Cuando un gremio decide paralizar sus actividades, la señal es clara: algo en el país dejó de funcionar. Pero cuando los gremios de transportistas anuncian que el paro nacional se realizaría el próximo 20 de marzo, la advertencia adquiere otra dimensión. No se trata solo de una medida sindical ni de una disputa sectorial. Se trata de un grito colectivo frente a una realidad que miles de conductores viven a diario: trabajar bajo amenaza permanente de extorsión, violencia y muerte. En el Perú de hoy, manejar un bus ya no es solo un oficio; es un riesgo cotidiano.
La decisión de fijar una fecha para el paro surge en medio de una creciente ola de ataques contra transportistas en Lima y otras ciudades. En lo que va del año, varios conductores han sido asesinados y numerosas unidades han sido baleadas o incendiadas por organizaciones criminales que exigen pagos diarios para permitir que los vehículos circulen. La banda conocida como “Los Mexicanos” ha sido señalada por diversos ataques vinculados a este esquema de extorsión que se ha instalado como una economía ilegal paralela.
En este contexto, los dirigentes del sector sostienen reuniones para coordinar una respuesta conjunta. El malestar creció aún más cuando una reunión pactada con el Ministerio del Interior fue cancelada previamente, lo que fue interpretado por los transportistas como una muestra de la distancia entre el discurso oficial y la urgencia del problema. Aunque finalmente se realizó un encuentro con autoridades policiales y del Ejecutivo, la desconfianza persiste.
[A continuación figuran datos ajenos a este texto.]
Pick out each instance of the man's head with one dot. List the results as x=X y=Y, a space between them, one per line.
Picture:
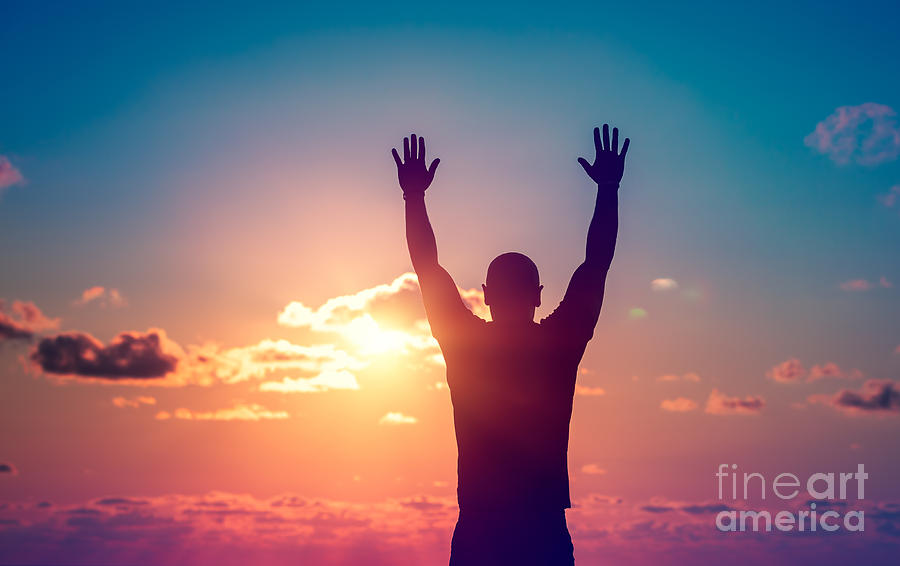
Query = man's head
x=513 y=288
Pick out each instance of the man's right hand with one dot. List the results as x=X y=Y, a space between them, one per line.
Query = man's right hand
x=609 y=164
x=413 y=175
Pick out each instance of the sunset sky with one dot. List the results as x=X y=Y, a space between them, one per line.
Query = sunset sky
x=211 y=345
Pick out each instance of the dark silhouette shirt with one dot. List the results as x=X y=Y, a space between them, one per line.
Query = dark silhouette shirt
x=512 y=387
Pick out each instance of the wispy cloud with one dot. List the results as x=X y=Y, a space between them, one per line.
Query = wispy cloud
x=240 y=412
x=678 y=405
x=692 y=377
x=101 y=296
x=325 y=381
x=588 y=391
x=865 y=285
x=891 y=198
x=395 y=418
x=867 y=134
x=134 y=402
x=876 y=397
x=9 y=175
x=793 y=371
x=593 y=470
x=722 y=404
x=788 y=371
x=663 y=284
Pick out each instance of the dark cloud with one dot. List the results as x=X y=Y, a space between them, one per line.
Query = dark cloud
x=877 y=396
x=130 y=355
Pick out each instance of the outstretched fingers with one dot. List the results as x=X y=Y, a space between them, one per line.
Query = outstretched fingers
x=433 y=167
x=585 y=165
El Gobierno ha planteado reforzar la presencia policial, mejorar el trabajo de inteligencia y promover la instalación de cámaras en las unidades de transporte como parte de una estrategia contra la extorsión. En el papel, estas propuestas suenan razonables. Sin embargo, el problema de fondo es que el país ha escuchado anuncios similares demasiadas veces. Las mesas de trabajo, los compromisos institucionales y los planes de seguridad se repiten con frecuencia, pero la violencia continúa marcando la rutina del transporte público.
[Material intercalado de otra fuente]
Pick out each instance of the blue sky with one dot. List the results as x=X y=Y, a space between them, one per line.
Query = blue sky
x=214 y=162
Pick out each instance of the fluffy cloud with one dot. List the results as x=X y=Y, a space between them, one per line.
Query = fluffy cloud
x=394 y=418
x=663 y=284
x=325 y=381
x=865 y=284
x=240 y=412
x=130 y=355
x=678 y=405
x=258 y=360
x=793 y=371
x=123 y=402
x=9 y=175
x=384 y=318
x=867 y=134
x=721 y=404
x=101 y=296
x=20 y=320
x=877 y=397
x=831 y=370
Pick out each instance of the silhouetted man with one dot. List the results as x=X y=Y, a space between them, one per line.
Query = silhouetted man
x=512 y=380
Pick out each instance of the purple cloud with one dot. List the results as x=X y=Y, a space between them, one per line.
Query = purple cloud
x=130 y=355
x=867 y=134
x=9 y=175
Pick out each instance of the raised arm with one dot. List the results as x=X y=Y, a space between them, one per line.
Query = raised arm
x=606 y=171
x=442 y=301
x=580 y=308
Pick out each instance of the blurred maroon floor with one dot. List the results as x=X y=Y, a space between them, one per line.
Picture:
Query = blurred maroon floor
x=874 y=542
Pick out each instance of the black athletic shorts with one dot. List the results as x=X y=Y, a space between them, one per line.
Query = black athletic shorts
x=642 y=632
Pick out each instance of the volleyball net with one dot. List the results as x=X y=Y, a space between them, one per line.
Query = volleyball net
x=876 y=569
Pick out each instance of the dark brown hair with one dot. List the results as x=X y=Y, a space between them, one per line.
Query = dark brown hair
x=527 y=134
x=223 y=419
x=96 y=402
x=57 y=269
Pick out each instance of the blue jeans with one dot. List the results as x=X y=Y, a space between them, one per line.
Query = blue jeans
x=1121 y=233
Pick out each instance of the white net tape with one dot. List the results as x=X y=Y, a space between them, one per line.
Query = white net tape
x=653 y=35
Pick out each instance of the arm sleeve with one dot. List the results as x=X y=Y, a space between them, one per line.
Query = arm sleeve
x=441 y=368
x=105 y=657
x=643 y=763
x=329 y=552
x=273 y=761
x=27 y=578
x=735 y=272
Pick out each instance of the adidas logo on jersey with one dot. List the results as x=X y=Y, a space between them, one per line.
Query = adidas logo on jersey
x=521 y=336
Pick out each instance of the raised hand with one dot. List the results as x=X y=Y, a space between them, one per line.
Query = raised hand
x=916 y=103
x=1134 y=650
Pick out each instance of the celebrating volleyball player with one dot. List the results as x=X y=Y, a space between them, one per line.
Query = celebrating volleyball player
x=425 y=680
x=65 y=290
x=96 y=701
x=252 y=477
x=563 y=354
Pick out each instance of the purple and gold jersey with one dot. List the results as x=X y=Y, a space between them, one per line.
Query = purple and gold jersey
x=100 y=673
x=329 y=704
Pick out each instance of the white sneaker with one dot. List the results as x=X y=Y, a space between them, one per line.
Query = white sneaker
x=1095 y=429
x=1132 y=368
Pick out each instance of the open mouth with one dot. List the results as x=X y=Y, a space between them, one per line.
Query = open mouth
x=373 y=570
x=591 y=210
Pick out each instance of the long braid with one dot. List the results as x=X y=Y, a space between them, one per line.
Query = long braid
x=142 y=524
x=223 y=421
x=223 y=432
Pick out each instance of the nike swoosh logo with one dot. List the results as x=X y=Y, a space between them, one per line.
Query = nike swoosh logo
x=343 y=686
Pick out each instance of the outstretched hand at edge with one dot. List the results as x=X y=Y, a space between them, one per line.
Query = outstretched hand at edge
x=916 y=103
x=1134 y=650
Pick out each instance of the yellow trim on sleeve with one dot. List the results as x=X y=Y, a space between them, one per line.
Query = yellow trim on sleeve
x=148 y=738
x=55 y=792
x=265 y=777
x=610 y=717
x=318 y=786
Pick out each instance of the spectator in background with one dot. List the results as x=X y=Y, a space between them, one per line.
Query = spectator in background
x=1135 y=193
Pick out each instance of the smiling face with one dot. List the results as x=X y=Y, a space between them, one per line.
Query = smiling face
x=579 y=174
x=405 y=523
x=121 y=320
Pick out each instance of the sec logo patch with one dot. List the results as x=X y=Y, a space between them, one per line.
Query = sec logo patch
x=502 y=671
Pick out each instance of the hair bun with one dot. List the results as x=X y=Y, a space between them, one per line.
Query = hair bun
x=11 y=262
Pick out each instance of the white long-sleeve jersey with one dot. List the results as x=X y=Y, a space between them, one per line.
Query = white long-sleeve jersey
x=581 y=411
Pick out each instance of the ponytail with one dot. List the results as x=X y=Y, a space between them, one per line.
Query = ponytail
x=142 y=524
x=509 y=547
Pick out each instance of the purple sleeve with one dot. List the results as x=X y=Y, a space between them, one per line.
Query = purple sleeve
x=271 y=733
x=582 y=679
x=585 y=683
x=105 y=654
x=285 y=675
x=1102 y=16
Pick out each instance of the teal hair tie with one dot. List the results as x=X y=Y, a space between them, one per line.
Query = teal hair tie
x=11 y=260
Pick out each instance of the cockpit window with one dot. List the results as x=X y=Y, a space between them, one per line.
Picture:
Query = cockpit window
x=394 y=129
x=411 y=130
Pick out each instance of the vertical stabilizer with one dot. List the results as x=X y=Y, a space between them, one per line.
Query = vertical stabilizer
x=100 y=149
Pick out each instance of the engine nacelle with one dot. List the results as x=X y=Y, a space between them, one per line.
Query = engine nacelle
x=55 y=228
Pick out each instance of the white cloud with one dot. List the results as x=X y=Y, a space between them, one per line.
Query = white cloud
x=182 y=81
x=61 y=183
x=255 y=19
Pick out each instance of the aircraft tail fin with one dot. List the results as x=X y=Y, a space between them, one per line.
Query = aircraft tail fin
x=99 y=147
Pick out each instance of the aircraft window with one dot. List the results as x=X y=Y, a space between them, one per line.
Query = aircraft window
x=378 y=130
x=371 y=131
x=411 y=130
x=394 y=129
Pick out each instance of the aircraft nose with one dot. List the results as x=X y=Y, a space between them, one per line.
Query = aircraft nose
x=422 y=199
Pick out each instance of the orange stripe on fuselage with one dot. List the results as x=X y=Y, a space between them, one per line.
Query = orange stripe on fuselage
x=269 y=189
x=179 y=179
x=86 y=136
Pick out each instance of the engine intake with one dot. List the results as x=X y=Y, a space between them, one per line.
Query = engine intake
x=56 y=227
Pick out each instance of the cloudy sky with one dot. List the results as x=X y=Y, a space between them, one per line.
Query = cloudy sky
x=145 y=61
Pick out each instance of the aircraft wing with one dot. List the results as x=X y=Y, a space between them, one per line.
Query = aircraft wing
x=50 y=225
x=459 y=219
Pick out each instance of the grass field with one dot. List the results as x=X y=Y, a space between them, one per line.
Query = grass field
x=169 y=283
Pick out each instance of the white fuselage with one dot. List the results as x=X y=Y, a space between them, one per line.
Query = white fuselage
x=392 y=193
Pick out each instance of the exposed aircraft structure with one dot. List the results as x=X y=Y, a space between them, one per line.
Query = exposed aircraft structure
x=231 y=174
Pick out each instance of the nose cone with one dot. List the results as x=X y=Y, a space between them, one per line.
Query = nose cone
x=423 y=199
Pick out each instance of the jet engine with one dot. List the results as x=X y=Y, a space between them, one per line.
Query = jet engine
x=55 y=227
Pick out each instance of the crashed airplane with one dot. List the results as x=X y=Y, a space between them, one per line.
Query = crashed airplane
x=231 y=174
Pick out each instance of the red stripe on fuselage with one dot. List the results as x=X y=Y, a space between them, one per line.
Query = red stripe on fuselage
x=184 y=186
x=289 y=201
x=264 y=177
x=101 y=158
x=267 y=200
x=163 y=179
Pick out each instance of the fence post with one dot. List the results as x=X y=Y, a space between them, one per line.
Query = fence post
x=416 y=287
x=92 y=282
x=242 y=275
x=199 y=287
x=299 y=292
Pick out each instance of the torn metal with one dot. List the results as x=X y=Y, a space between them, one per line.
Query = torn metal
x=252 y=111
La paradoja es evidente: mientras el Estado promete fortalecer su control territorial, las bandas criminales ya han instalado el suyo. Las amenazas llegan por teléfono, los cobros se exigen a diario y los atentados funcionan como advertencia para quienes se resisten. En ese escenario, muchos conductores sienten que el Estado llega tarde o simplemente no llega.
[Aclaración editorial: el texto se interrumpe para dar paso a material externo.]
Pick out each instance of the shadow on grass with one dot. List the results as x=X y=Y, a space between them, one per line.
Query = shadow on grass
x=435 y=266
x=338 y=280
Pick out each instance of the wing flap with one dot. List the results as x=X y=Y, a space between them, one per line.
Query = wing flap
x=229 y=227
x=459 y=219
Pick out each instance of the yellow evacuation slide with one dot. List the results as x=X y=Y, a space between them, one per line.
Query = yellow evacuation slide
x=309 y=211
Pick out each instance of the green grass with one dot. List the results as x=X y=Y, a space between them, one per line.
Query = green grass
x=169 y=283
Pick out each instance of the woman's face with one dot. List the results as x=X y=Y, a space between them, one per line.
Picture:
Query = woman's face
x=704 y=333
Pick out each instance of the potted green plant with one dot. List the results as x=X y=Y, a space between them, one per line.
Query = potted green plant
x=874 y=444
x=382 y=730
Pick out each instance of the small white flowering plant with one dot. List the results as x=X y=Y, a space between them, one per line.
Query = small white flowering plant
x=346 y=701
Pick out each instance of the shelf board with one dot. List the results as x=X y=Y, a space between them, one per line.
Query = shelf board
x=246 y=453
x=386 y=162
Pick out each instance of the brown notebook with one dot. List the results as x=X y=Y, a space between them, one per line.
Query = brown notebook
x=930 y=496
El paro anunciado para el 20 de marzo no es únicamente una protesta gremial. Es también una señal de alerta sobre la fragilidad del orden público y la creciente sensación de abandono que experimentan miles de trabajadores del transporte.
Reflexión final
Cuando quienes movilizan la ciudad deciden detenerse para exigir seguridad, el país debería escuchar con atención. Porque si el transporte se paraliza por miedo y no por salario, la crisis ya no es sectorial: es un síntoma de un Estado que aún no logra garantizar lo más básico para sus ciudadanos, el derecho a trabajar y volver a casa con vida.